Would like to find the plans that would hold 20 bottles of wine with the criss cross design. Hubby has someone interested in having one made. I've been all over searching. Can't seem to find anyone online/mags I have for with what he needs. Any links or point me in the right direction we both would be grateful. Thanks!


----------



## SteveKorz (Mar 25, 2008)

http://lumberjocks.com/projects/2634

http://lumberjocks.com/projects/2998

http://lumberjocks.com/projects/11175

http://lumberjocks.com/projects/12886

http://lumberjocks.com/projects/5126

http://lumberjocks.com/projects/3134

http://lumberjocks.com/projects/848

I hope that is what you are looking for.

Steve


----------



## Bob Collins (Apr 25, 2008)

Hi Krum, Have sent you a pdf by email, parts of the design could maybe what you are looking for.

Bob.


----------



## Bureaucrat (May 26, 2008)

Steve:
You really know your wine racks! Wow!


----------



## Krum (Dec 9, 2006)

Thanks for all the rack infor. I'll show Darryl. Thanks again!


----------



## darryl (Jul 22, 2006)

Thanks Cathy!

...oh, you didn't mean me?!


----------



## Krum (Dec 9, 2006)

No..sorry… the udder Darryl…LOL Thanks for confusing the heck out of me! *BG


----------



## RichardB (Nov 5, 2008)

I don't have a picture, but I saw a really neat idea a while ago at some faire.

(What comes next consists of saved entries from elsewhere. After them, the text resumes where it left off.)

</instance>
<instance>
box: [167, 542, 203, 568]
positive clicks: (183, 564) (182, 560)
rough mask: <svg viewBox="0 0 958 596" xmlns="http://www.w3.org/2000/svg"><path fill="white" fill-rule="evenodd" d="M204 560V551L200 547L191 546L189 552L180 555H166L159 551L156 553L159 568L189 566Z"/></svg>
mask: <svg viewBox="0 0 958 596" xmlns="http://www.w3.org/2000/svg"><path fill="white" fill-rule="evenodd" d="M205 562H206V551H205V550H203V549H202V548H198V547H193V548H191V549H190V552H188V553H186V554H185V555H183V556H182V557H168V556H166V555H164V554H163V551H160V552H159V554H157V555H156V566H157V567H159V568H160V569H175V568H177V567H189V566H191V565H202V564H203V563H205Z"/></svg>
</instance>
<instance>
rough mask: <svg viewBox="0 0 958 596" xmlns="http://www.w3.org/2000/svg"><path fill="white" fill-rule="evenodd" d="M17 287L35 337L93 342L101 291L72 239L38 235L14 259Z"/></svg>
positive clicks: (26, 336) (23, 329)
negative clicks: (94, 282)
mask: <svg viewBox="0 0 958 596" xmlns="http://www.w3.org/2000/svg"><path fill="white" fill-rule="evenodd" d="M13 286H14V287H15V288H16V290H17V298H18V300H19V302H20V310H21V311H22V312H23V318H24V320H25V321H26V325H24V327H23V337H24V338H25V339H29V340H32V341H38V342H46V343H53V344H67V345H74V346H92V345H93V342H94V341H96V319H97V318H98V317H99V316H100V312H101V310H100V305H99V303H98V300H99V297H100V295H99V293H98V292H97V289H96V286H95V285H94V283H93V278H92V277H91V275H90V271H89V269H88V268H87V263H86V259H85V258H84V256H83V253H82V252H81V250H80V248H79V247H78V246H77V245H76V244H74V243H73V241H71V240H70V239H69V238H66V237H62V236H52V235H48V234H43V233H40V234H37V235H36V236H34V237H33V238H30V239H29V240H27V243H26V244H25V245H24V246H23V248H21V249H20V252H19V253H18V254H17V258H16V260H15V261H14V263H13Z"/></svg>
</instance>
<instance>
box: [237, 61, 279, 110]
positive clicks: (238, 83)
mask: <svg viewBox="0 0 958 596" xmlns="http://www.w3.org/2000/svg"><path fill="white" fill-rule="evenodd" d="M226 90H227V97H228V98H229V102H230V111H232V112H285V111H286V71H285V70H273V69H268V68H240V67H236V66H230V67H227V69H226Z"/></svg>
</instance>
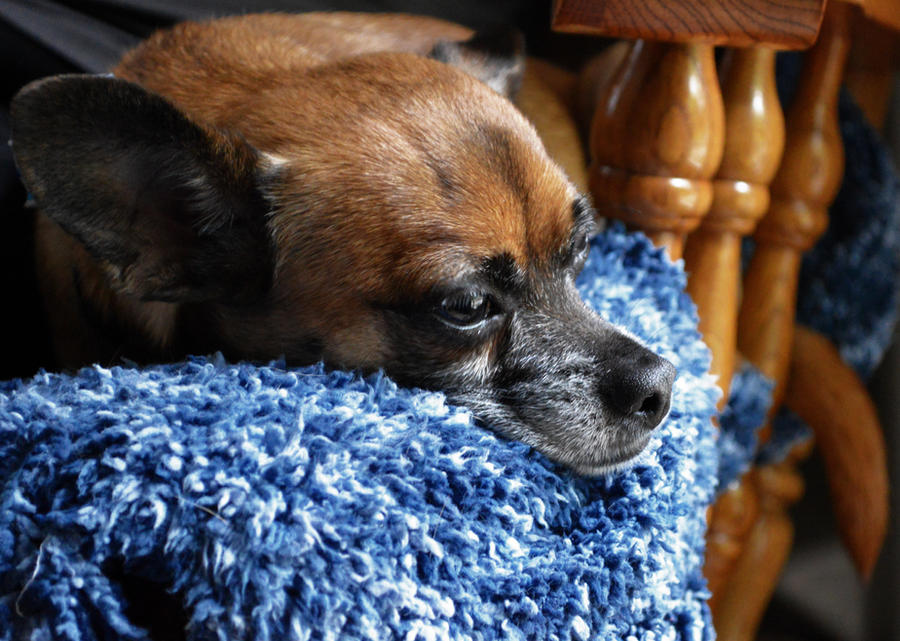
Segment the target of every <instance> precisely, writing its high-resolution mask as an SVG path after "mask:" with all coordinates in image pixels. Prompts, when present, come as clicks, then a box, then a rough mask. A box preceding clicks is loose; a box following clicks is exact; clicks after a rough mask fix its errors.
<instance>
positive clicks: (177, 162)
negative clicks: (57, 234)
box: [10, 75, 273, 303]
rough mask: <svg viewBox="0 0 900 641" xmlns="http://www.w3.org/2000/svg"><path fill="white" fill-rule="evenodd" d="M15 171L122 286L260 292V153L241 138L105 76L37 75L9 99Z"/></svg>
mask: <svg viewBox="0 0 900 641" xmlns="http://www.w3.org/2000/svg"><path fill="white" fill-rule="evenodd" d="M10 111H11V124H12V127H11V128H12V140H13V142H12V144H13V153H14V155H15V158H16V163H17V164H18V167H19V170H20V172H21V174H22V180H23V181H24V183H25V185H26V186H27V187H28V189H29V191H30V192H31V194H32V196H33V197H34V200H35V202H36V203H37V206H38V207H39V208H40V210H41V211H42V213H44V214H45V215H47V216H49V217H50V218H51V219H52V220H53V221H55V222H56V223H57V224H58V225H60V226H61V227H62V228H63V229H64V230H66V231H67V232H68V233H69V234H71V235H72V236H73V237H75V238H76V239H77V240H78V241H80V242H81V244H82V245H83V246H84V247H85V249H87V250H88V252H90V253H91V254H92V255H93V257H94V258H95V259H96V260H97V261H99V263H100V264H101V265H102V266H103V267H104V269H105V271H106V272H107V274H108V276H109V277H110V279H111V283H112V284H113V286H114V287H116V288H117V289H118V290H120V291H122V292H124V293H126V294H129V295H131V296H135V297H137V298H140V299H143V300H161V301H168V302H199V301H219V302H225V303H248V302H252V301H253V300H256V299H257V298H258V297H260V296H261V295H263V294H264V293H265V291H266V290H267V288H268V286H269V283H270V280H271V278H272V274H273V267H272V264H273V257H272V256H273V250H272V241H271V238H270V234H269V231H268V228H267V213H268V211H269V205H268V204H267V202H266V199H265V197H264V190H265V180H267V179H268V177H269V173H268V170H267V165H266V162H265V159H264V158H262V157H261V155H260V154H259V153H258V152H257V151H256V150H255V149H254V148H253V147H251V146H250V145H249V144H248V143H247V142H246V141H245V140H244V139H243V138H241V137H240V136H237V135H234V134H231V133H229V132H224V131H219V130H215V129H210V128H206V127H201V126H199V125H198V124H196V123H194V122H193V121H191V120H190V119H189V118H188V117H187V116H186V115H185V114H183V113H182V112H181V111H180V110H179V109H177V108H176V107H175V105H173V104H171V103H169V102H168V101H166V100H164V99H163V98H162V97H161V96H158V95H156V94H154V93H152V92H149V91H147V90H145V89H143V88H142V87H140V86H138V85H136V84H133V83H130V82H126V81H124V80H120V79H117V78H112V77H102V76H82V75H68V76H57V77H53V78H49V79H44V80H39V81H36V82H34V83H32V84H30V85H28V86H27V87H25V88H24V89H22V90H21V91H20V92H19V93H18V94H17V95H16V96H15V97H14V98H13V101H12V104H11V110H10Z"/></svg>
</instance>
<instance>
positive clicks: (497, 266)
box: [478, 252, 525, 291]
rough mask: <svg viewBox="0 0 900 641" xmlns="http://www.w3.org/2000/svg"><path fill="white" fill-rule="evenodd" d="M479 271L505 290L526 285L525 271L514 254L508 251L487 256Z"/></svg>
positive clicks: (488, 279) (490, 281)
mask: <svg viewBox="0 0 900 641" xmlns="http://www.w3.org/2000/svg"><path fill="white" fill-rule="evenodd" d="M478 272H479V274H480V275H481V276H482V277H484V278H485V279H487V280H488V281H489V282H490V283H491V284H492V285H494V286H495V287H497V288H498V289H501V290H503V291H515V290H517V289H520V288H522V287H524V285H525V273H524V272H523V271H522V270H521V269H520V268H519V266H518V265H517V264H516V261H515V259H514V258H513V257H512V255H511V254H509V253H507V252H504V253H502V254H497V255H496V256H491V257H489V258H485V259H484V260H483V261H482V262H481V267H480V269H479V270H478Z"/></svg>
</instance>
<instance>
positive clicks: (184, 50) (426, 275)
mask: <svg viewBox="0 0 900 641" xmlns="http://www.w3.org/2000/svg"><path fill="white" fill-rule="evenodd" d="M521 46H522V45H521V38H520V37H519V36H517V35H515V34H510V33H509V32H502V31H494V32H479V33H475V34H473V33H472V32H470V31H469V30H467V29H464V28H463V27H460V26H456V25H452V24H450V23H446V22H443V21H440V20H436V19H430V18H418V17H411V16H403V15H364V14H347V13H320V14H305V15H285V14H261V15H247V16H242V17H232V18H223V19H219V20H213V21H210V22H206V23H183V24H180V25H176V26H175V27H173V28H171V29H168V30H165V31H161V32H158V33H156V34H155V35H153V36H151V37H150V38H149V39H148V40H147V41H145V42H144V43H142V44H141V45H139V46H138V47H137V48H136V49H134V50H132V51H130V52H129V53H127V54H126V55H125V56H124V58H123V59H122V60H121V62H120V63H119V64H118V66H116V67H115V69H114V70H113V72H112V74H111V75H109V76H86V75H65V76H57V77H51V78H49V79H43V80H39V81H36V82H34V83H32V84H31V85H29V86H27V87H25V88H24V89H22V90H21V91H20V92H19V93H18V94H17V95H16V97H15V98H14V100H13V103H12V105H11V121H12V123H11V124H12V146H13V153H14V155H15V158H16V162H17V165H18V167H19V170H20V173H21V176H22V179H23V181H24V183H25V185H26V187H27V188H28V190H29V192H30V194H31V195H32V197H33V200H34V203H35V205H36V208H37V209H38V211H39V213H38V215H37V221H36V254H37V257H38V263H39V271H40V273H41V282H42V286H43V291H44V298H45V301H46V304H47V309H48V311H49V320H50V323H51V325H52V329H53V341H54V345H55V348H56V350H57V353H58V354H59V355H60V358H61V362H62V364H63V365H65V366H76V365H81V364H85V363H90V362H97V361H101V362H103V361H110V360H115V359H116V358H117V357H118V356H122V355H126V356H129V357H130V358H132V359H135V360H142V361H152V360H162V359H170V358H174V357H177V356H181V355H184V354H186V353H208V352H212V351H216V350H220V351H222V352H223V353H224V354H225V355H226V356H228V357H230V358H234V359H250V360H257V361H259V360H269V359H273V358H279V357H283V358H285V359H286V361H287V362H288V363H290V364H296V365H302V364H309V363H313V362H316V361H319V360H323V361H324V362H325V363H326V364H327V365H328V366H331V367H338V368H353V369H358V370H361V371H363V372H369V371H374V370H378V369H382V370H384V371H385V372H386V373H387V374H388V375H389V376H391V377H392V378H393V379H394V380H396V381H397V382H398V383H400V384H402V385H407V386H418V387H423V388H427V389H435V390H441V391H443V392H445V393H446V395H447V397H448V399H449V400H451V401H452V402H454V403H459V404H462V405H465V406H468V407H469V408H471V409H472V411H473V413H474V415H475V416H476V417H477V418H478V419H479V420H480V421H481V422H483V423H484V424H485V425H487V426H489V427H491V428H493V429H495V430H497V431H499V432H500V433H501V434H503V435H505V436H507V437H509V438H512V439H517V440H520V441H524V442H525V443H528V444H530V445H532V446H534V447H535V448H537V449H538V450H539V451H541V452H543V453H544V454H545V455H546V456H548V457H549V458H550V459H552V460H554V461H556V462H558V463H561V464H563V465H565V466H568V467H570V468H572V469H573V470H574V471H575V472H577V473H580V474H590V475H593V474H600V473H602V472H605V471H607V470H610V469H613V468H615V467H617V466H620V465H622V464H624V463H625V462H627V461H629V460H630V459H632V458H633V457H634V456H636V455H637V454H638V453H639V452H640V451H641V450H642V449H643V448H644V446H645V445H646V443H647V442H648V440H649V438H650V434H651V433H652V431H653V430H654V428H656V426H658V425H659V424H660V422H661V421H662V420H663V419H664V417H665V416H666V415H667V413H668V411H669V406H670V401H671V393H672V385H673V381H674V379H675V376H676V372H675V369H674V367H673V366H672V365H671V363H669V362H668V361H666V360H665V359H663V358H661V357H659V356H657V355H656V354H654V353H653V352H651V351H649V350H648V349H646V348H645V347H644V346H642V345H641V344H639V342H638V341H637V340H635V339H634V338H632V337H630V336H629V335H627V334H626V333H625V332H623V331H622V330H620V329H618V328H616V327H614V326H613V325H611V324H610V323H608V322H606V321H605V320H603V319H602V318H600V317H599V316H598V315H597V314H596V313H594V312H593V311H592V310H590V309H589V308H588V307H587V306H586V305H585V303H584V302H583V301H582V300H581V298H580V297H579V295H578V293H577V291H576V289H575V277H576V276H577V274H578V273H579V271H580V269H581V267H582V265H583V264H584V261H585V258H586V256H587V254H588V251H589V247H590V238H591V236H592V235H593V234H594V233H595V225H596V220H595V219H596V213H595V211H594V210H593V209H592V207H591V205H590V203H589V201H588V199H587V198H586V197H585V196H584V195H582V194H580V193H579V192H578V190H577V189H576V188H575V187H574V186H573V184H572V182H571V181H570V180H569V179H568V178H567V176H566V174H565V173H564V172H563V171H562V170H561V169H560V167H559V166H558V165H557V164H556V163H555V162H554V161H553V160H551V158H550V157H549V155H548V154H547V152H546V151H545V148H544V146H543V144H542V141H541V138H540V137H539V135H538V134H537V132H536V131H535V128H534V127H533V126H532V124H531V123H530V122H529V121H528V120H527V119H526V118H525V117H524V116H523V115H522V113H520V111H518V110H517V109H516V107H515V106H514V105H513V104H512V102H510V100H509V97H510V96H512V95H513V94H514V93H515V91H516V88H517V87H518V86H519V85H520V83H521V80H522V74H523V67H524V64H525V62H524V61H525V58H524V55H523V54H522V50H521Z"/></svg>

Picture Lincoln Logs. Then picture them made out of flat stock standing on edge. Then picture half-round cutouts for bottles in the wide ones. And you can just keep stacking them higher and higher as your wine cellar grows. It was really cool looking - too bad I don't drink wine. Nor do I know any oenophiles or I'd have no problem finding a Christmas present.


----------



## Krum (Dec 9, 2006)

Great to have some choices and will show Darryl and let him decided which one, since all he said he wanted was a crisscross pattern for 20 bottles. But of course..he didn't give me any more details. Oh well. I'm sure he can get a pattern figured out. Thanks again!


----------



## RichardB (Nov 5, 2008)

I found a picture! Not exactly like the one I saw, but real close: http://www.beveragefactory.com/wine/wineracks/instantcellar/stackable_country_pine_scallop_wine_rack.shtml


----------